Tenant identity is server-derived and layered. In a multi-tenant app, tenant/org id comes from the authenticated session/JWT, never from the request body. Guards, services, and repositories each filter by tenant; tests prove tenant A cannot see tenant B's data. Why: cross-tenant leaks almost always come from a single missing WHERE tenant_id = ? or a client-supplied id that was trusted too early. Layered enforcement means a bug in one layer does not leak data. See 33.

Senior-engineer mindset (decision trees)

Full decision trees live in references/05-thinking-decision-trees.md. Short version:

Where does this file go?

Business feature → modules/<feature>/
App-wide infra (auth, redis, mail) → core/<name>/
Generic utility (pipe, decorator, type) → common/<kind>/
External API client (Stripe, AWS) → integrations/<provider>/
CLI/CRON job → commands/<name>.command.ts
Domain event publisher/listener → events/<event-name>/

Should I create a new module?

Does it own its own DB tables? → Yes, new module.
Does it have its own lifecycle / domain logic? → Yes, new module.
Is it just a helper used by one module? → No, put it inside that module's utils/.
Is it used by 2+ modules but owns no data? → common/ utility.

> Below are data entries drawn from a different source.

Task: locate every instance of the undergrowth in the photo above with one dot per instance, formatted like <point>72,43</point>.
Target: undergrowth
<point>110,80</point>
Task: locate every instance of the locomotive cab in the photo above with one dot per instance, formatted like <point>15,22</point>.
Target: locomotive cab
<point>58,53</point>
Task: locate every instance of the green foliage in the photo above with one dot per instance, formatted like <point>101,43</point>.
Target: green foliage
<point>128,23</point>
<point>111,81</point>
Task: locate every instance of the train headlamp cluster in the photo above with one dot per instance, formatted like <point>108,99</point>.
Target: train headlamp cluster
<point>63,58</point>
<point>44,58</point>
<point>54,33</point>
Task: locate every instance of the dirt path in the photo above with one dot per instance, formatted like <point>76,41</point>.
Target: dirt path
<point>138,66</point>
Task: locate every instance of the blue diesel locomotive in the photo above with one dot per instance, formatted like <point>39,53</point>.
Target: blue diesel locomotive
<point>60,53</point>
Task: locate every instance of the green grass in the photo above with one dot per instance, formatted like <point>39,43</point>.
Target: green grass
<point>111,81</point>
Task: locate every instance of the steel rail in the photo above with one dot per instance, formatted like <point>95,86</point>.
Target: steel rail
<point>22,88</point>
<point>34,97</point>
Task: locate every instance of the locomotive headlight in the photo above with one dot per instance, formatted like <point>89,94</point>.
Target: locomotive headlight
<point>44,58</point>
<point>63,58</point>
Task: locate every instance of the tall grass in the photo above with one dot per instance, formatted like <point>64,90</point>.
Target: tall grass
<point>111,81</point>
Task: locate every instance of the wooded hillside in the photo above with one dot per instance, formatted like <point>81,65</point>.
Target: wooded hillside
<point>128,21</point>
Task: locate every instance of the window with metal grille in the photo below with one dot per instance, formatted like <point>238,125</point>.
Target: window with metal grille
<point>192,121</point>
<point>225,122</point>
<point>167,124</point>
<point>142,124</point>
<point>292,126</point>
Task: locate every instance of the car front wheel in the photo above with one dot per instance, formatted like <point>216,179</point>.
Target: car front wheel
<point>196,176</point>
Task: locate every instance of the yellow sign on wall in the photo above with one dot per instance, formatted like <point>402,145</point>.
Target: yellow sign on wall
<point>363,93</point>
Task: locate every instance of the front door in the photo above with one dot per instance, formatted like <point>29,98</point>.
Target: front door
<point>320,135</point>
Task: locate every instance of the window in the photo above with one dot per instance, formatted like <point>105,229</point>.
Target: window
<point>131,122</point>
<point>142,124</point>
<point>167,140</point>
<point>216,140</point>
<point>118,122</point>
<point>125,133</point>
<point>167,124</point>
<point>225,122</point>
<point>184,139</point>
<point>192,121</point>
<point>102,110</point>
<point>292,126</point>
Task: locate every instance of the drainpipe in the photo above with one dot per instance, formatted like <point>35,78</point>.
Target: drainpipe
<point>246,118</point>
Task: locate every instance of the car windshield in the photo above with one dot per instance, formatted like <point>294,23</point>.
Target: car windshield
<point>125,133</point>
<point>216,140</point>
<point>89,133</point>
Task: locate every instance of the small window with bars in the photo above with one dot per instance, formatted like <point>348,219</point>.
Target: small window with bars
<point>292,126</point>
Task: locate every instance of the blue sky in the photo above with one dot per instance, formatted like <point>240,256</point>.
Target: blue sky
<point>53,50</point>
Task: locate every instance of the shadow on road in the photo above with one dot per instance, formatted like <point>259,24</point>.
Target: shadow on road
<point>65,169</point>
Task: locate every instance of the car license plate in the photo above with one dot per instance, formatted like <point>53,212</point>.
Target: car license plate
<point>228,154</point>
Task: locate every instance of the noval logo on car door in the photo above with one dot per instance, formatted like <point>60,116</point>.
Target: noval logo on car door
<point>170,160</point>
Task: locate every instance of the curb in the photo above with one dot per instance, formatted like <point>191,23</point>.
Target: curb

Should I refactor this now?

Am I already editing this code? → Yes, clean as you go.
Is it blocking my current feature? → Yes, refactor minimally.
Is it just "ugly"? → No, note it and move on.

Should I skip the test?

Is it a controller? → No. E2E test always.
Is it a service with branching logic? → No. Unit test always.
Is it a thin pass-through (e.g., findById) with no logic? → Skipping is OK; the e2e test of the controller covers it.
Is it a DTO / type? → No test needed; the compiler is the test.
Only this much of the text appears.